Cannonballs and Honeycomb: Hilbert

When Hilbert introduced his famous list of 23 problems, he said a test of the perfection of a mathematical problem is whether it can be explained to the first person in the street. Even after a full century, Hilbert's problems have never been thoroughly tested. Who has ever chatted with a telemarketer about the Riemann hypothesis or discussed general reciprocity laws with the family physician?

Last year, a journalist from Plymouth, New Zealand, decided to put Hilbert's 18th problem to the test, and took it to the street. Part of that problem can be phrased, Is there a better stacking of oranges than the pyramids found at the fruit stand? In pyramids, the oranges fill just over 74% of space (Figure 1). Can a different packing do better?

The greengrocers in Plymouth were not impressed. ``My dad showed me how to stack oranges when I was about four years old,'' said a grocer named Allen. Told that mathematicians have solved the problem after 400 years, Allen was asked how hard it was for him to find the best packing. ``You just put one on top of the other,'' he said. ``It took about two seconds.''

Not long after I announced a solution to the problem, calls came from the Ann Arbor farmers market. ``We need you down here right away. We can stack the oranges, but we're having trouble with the artichokes.''

To me as a discrete geometer, there is a serious question behind the flippancy. Why is the gulf so large between intuition and proof? Geometry taunts and defies us. For example, what about stacking tin cans? Can anyone doubt that parallel rows of upright cans give the best arrangement? Could some disordered heap of cans waste less space? We say certainly not, but the proof escapes us. What is the shape of the cluster of three, four, or five soap bubbles of equal volume that minimizes total surface area? We blow bubbles and soon discover the answer, but cannot prove it. Or what about the bee's honeycomb? The three-dimensional design of the honeycomb used by the bee is not the most efficient possible. What is the most efficient design?

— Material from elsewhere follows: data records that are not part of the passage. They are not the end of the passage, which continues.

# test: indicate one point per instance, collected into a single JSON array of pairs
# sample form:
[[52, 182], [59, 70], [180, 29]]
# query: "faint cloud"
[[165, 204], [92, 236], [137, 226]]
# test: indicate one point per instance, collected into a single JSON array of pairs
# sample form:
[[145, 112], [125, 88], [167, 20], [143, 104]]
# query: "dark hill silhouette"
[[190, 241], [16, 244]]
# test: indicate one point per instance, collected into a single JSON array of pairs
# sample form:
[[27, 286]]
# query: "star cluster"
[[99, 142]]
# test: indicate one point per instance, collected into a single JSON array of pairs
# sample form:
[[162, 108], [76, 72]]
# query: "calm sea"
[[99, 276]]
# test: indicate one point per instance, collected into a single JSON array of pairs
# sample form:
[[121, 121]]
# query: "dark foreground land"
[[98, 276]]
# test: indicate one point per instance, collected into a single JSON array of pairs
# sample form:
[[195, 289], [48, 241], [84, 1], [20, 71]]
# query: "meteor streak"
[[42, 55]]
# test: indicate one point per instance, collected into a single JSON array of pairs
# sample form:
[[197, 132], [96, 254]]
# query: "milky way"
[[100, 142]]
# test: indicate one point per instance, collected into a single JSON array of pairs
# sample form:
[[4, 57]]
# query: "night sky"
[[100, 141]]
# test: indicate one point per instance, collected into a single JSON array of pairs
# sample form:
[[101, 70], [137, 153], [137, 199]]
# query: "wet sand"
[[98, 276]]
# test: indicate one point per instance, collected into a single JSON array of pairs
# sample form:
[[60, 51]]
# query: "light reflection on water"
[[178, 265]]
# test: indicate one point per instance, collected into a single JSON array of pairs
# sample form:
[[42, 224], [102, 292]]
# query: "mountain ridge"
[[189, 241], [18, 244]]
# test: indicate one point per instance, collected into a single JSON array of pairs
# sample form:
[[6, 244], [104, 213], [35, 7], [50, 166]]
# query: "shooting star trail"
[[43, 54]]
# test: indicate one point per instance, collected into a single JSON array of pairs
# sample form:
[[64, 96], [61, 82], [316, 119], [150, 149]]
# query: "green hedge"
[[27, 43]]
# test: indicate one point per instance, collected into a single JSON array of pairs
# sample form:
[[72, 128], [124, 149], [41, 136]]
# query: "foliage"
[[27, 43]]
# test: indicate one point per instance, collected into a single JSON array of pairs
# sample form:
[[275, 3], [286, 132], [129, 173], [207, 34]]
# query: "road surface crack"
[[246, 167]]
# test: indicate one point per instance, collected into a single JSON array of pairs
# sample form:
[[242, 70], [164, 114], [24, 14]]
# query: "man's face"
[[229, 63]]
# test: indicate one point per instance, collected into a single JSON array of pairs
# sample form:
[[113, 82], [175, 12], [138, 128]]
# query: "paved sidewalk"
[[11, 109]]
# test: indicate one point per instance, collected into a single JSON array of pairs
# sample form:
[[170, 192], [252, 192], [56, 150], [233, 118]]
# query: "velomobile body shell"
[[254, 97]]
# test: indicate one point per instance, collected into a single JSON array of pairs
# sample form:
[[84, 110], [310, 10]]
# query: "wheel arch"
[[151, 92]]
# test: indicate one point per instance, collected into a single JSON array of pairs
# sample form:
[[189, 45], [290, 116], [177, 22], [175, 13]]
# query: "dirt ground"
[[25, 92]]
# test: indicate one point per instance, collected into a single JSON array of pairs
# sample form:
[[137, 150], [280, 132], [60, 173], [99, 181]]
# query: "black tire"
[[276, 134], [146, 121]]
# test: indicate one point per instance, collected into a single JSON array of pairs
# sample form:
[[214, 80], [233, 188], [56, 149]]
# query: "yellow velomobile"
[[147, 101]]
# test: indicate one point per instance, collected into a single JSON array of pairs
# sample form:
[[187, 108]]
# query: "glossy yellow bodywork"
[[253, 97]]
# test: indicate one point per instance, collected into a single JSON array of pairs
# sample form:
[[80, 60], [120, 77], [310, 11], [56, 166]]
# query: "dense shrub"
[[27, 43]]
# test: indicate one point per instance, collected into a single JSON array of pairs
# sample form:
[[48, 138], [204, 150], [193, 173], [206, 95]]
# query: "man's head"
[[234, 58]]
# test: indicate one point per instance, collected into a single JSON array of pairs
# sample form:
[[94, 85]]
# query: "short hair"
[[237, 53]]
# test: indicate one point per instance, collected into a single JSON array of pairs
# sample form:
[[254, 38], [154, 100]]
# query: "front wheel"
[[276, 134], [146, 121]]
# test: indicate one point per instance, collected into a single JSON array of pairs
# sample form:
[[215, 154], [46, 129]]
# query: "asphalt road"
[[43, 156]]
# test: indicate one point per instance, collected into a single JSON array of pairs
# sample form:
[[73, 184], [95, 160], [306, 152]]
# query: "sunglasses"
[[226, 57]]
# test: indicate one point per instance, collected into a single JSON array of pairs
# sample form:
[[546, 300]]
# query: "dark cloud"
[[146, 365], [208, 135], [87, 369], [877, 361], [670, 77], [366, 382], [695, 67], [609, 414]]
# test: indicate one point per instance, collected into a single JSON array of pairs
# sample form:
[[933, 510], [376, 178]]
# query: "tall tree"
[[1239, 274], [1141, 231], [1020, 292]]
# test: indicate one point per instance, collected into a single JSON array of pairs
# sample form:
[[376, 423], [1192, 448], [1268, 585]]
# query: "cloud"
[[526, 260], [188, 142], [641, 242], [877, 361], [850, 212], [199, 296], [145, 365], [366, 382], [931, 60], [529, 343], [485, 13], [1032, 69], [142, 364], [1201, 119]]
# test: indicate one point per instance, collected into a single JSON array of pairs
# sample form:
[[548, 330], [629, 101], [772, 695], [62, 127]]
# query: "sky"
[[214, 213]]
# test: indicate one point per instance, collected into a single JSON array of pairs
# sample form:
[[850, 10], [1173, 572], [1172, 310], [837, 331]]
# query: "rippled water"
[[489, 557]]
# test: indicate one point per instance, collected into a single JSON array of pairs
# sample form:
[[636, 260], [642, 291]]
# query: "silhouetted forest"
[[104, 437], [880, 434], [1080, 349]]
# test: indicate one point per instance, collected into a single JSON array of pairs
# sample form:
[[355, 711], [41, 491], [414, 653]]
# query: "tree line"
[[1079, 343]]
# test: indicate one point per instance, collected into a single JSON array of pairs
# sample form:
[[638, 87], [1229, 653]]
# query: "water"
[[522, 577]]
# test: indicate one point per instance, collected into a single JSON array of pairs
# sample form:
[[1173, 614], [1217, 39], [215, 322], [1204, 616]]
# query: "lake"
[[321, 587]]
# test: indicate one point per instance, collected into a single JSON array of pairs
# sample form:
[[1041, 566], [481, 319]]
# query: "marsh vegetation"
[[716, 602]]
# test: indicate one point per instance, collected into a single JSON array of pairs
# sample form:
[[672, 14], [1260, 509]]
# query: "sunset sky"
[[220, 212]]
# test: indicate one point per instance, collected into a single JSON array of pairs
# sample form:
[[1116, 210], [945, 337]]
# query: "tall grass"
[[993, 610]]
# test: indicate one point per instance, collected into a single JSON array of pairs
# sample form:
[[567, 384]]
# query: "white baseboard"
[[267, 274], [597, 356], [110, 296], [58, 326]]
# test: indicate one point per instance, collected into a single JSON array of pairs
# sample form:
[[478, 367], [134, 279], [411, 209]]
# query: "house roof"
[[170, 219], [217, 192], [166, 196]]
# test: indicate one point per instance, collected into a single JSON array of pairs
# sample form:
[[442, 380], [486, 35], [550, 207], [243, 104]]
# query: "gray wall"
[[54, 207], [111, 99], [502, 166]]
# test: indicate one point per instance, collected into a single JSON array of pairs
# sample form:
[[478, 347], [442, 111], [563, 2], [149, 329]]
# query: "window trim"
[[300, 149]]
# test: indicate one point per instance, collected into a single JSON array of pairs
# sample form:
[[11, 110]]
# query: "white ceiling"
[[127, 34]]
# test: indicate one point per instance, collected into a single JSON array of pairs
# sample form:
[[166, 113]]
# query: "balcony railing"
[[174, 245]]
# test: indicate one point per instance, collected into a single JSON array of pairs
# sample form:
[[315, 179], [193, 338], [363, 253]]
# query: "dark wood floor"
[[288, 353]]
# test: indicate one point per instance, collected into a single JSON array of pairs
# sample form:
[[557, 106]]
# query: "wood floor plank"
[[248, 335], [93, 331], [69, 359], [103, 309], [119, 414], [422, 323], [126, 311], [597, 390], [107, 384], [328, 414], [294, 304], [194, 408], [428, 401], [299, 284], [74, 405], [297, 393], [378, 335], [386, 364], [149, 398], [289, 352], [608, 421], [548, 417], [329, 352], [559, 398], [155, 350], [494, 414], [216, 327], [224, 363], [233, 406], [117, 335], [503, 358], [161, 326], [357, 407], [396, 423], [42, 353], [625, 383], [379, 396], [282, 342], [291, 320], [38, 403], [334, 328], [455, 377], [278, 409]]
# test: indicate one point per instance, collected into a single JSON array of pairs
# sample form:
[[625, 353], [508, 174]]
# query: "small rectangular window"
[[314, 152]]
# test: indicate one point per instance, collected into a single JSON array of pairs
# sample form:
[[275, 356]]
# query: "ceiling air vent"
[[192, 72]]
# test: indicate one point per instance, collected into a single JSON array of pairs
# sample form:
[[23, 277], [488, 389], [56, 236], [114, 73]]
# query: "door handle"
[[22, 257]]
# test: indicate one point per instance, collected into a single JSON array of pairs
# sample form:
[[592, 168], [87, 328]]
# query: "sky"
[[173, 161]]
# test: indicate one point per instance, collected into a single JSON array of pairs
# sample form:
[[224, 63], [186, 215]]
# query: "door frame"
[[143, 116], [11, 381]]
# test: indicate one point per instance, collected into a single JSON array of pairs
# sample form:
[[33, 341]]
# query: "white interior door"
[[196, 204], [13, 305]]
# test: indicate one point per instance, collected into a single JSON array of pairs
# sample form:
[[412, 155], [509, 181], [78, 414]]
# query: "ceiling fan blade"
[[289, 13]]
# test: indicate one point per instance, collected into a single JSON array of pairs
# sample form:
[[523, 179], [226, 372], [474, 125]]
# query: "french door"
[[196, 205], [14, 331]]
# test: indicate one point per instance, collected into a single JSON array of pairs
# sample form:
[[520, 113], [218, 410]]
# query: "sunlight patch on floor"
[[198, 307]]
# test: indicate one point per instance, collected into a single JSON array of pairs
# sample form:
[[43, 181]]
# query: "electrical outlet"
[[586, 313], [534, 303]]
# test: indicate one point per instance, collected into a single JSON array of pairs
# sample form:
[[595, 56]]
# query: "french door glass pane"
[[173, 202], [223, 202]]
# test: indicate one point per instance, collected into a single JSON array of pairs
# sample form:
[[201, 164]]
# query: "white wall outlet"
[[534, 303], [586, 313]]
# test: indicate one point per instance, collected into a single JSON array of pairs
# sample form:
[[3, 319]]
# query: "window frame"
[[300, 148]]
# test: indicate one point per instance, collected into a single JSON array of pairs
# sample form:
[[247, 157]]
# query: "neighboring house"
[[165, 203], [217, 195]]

This article will describe some recent theorems that might have been proved centuries ago, if only our toolbag had matched our intuition in power. This article will describe the proof that the pyramid stacking of oranges is the best possible. But first, I explain a few terms. A sphere packing always refers to a packing by solid balls. (The subject of sphere packings should more properly be called ball packings.) Density is the fraction of a region of space filled by the solid balls. If this region is bounded, this fraction is the ratio of the volume of the balls to the volume of the region. If any ball crosses the boundary of the region, only the part of the ball inside the region is used. If the region is unbounded, the density of the intersection of the region with a ball of radius R is calculated, and the density of the full region is defined as the lim sup over R.